La chasse aux sorcières

 

 

Ma fille est rentrée de l’école en disant :

« Maman, tu ne devineras jamais ce qui s’est passé aujourd’hui en cours d’histoire. »

Son professeur a annoncé à la classe qu’ils allaient jouer à un jeu.

Il a circulé entre les rangs et a murmuré à chaque élève s’il était une sorcière ou simplement une personne ordinaire. Puis il a donné les consignes :

« Formez le plus grand groupe possible… mais sans sorcière.

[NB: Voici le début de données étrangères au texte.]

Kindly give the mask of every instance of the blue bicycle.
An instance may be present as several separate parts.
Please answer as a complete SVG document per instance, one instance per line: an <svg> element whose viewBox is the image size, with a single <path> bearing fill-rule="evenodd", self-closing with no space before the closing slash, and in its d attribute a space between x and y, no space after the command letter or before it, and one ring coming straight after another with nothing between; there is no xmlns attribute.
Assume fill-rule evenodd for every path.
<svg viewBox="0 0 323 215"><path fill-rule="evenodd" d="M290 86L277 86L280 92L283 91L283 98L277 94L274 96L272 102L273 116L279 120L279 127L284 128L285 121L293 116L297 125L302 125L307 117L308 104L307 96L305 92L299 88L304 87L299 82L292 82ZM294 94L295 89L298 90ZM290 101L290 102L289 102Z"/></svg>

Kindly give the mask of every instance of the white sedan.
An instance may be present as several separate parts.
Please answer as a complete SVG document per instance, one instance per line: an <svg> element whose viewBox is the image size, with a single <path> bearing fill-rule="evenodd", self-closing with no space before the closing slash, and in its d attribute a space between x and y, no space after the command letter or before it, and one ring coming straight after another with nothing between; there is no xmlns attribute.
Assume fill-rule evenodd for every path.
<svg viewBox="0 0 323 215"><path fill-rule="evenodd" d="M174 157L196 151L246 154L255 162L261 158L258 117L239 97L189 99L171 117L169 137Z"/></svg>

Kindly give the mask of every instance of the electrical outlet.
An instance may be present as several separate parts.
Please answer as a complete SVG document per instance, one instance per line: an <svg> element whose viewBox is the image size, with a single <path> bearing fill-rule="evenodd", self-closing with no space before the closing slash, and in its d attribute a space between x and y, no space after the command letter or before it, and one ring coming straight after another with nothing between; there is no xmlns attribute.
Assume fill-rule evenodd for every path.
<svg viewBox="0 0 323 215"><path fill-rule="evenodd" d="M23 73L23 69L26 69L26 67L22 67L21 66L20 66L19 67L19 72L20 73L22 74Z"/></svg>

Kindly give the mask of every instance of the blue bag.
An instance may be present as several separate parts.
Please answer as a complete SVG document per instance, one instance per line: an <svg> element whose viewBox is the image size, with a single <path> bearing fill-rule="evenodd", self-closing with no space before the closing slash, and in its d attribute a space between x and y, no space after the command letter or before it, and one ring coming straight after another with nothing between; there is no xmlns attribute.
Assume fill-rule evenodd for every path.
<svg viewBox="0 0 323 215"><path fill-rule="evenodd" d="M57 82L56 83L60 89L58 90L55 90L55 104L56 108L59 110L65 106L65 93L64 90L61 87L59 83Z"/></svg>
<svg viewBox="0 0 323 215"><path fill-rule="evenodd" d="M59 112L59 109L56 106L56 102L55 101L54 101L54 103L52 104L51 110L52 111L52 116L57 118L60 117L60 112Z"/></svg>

S’il y a ne serait-ce qu’une sorcière parmi vous, tout le groupe échoue. »

Ma fille a raconté que, aussitôt, la méfiance s’est installée.

Les questions fusaient :

« Es-tu une sorcière ? Comment savoir que tu ne mens pas ? »

Certains sont restés dans un grand groupe, mais la plupart se sont isolés en petits cercles fermés.

On écartait quiconque paraissait nerveux ou coupable, fût-ce d’un simple geste.

L’atmosphère a changé en quelques minutes : chuchotements, regards soupçonneux, doigts accusateurs. La confiance s’était évaporée.

Lorsque les groupes furent enfin formés, le professeur déclara :

« Bien, découvrons qui a perdu. Sorcières, levez la main. »

Personne ne bougea.

La classe éclata de rire.

« Quoi ? Vous avez gâché le jeu ! »

Alors le professeur lâcha la vérité :

« Réfléchissez… Y avait-il vraiment des sorcières à Salem, ou tout le monde a-t-il simplement cru ce qu’on lui disait ? »

Le silence est tombé.

Les élèves ont compris.

Nulle sorcière n’était nécessaire pour semer le chaos : la peur avait déjà fait son œuvre.

La seule méfiance avait suffi à diviser la classe, à briser la communauté.

Et n’est-ce pas exactement ce qui se passe aujourd’hui ?

Les mots changent, mais le jeu reste le même.

Au lieu de “sorcière”, on dit “libéral”, “conservateur”, “complotiste”, “mouton”, “vacciné”, “non-vacciné”, “pro-ci”, “anti-ça”.

Les étiquettes varient, la stratégie demeure :

insuffler la peur, semer la défiance, diviser.

Puis regarder la confiance s’effondrer.

Le danger n’a jamais été la sorcière.

Le danger, c’est la rumeur, la méfiance, la peur, les mensonges qu’on sème.

Refuse le murmure. Ne joue pas à ce jeu.

Car dès l’instant où nous partons chasser les “sorcières”, nous avons déjà perdu.